(![]+[])[+[]]... Explain why this works
alert((![]+[])[+[]]+(![]+[])[+!+[]]+([![]]+[][[]])[+!+[]+[+[]]]+(![]+[])[!+[]+!+[]]);
The output of this code is: fail
. Why?
By the way, (![]+[])[+!+[]] == 'false'[1]
, right?. But why ![]+[] == "false"
and why +!+[] == 1
?
As @Mauricio commented (![]+[])[+[]]
is "f" (the first char of "false"), (![]+[])[+!+[]])
is "a", etc...
How does it work?
Let's examine the first character, 'f':
(![]+[])[+[]]; // 'f'
The first part of the expression—between parentheses—is composed by ![]+[]
, the first operand of the Addition operator is ![]
and it will produce false
, because an array object—as any other Object instance—is truthy, and applying the Logical (!) NOT unary operator, it produces the value false
, for example.
![]; // false, it was truthy
!{}; // false, it was truthy
!0; // true, it was falsey
!NaN; // true, it was falsey
After it, we have the second operand of the addition, an empty Array, []
, this is made just to convert the false
value to String, because the string representation of an empty array is just an empty string, is equivalent to:
false+[]; // "false"
false+''; // "false"
The last part, the pair of square brackets after the parentheses, they are the property accessor, and they receive an expression, which is formed by the Unary Plus Operator applied to an empty array again.
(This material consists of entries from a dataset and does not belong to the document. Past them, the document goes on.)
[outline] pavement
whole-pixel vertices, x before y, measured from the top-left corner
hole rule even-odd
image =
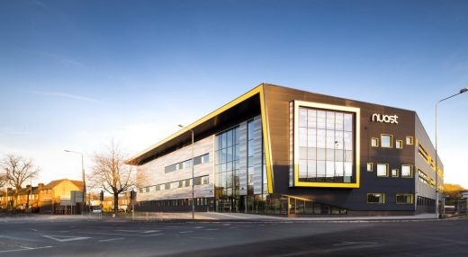
[[[140,221],[169,221],[169,220],[191,220],[191,212],[140,212],[134,217],[127,216],[125,218]],[[278,217],[246,213],[220,213],[220,212],[195,212],[195,220],[230,220],[230,221],[382,221],[382,220],[421,220],[435,219],[435,214],[419,214],[415,216],[383,216],[383,217],[349,217],[349,216],[328,216],[328,217]]]
[[[468,219],[213,221],[2,217],[0,256],[468,256]]]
What the Unary Plus Operator does is type conversion, to Number
, for example:
typeof +"20"; // "number"
One more time, this is applied to an empty Array, and as I said before, the String representation of an Array is an empty string, and when you convert an empty string to Number, it is converted to zero:
+[]; // 0, because
+[].toString(); // 0, because
+""; // 0
Therefore we can "decode" the expression to in some steps:
(![]+[])[+[]];
(false+[])[+[]];
(false+'')[+[]];
(false+'')[0];
('false')[0]; // "f"
Note that accessing characters by using the bracket notation on String values was not part of the ECMAScript 3rd. Edition Specification, (that's why the charAt
method existed).
However this kind of "index properties" that represent the characters of a string were standardized on ECMAScript 5, and even before the standardization the feature was available in a good number of browsers (even in IE8 (standards mode)).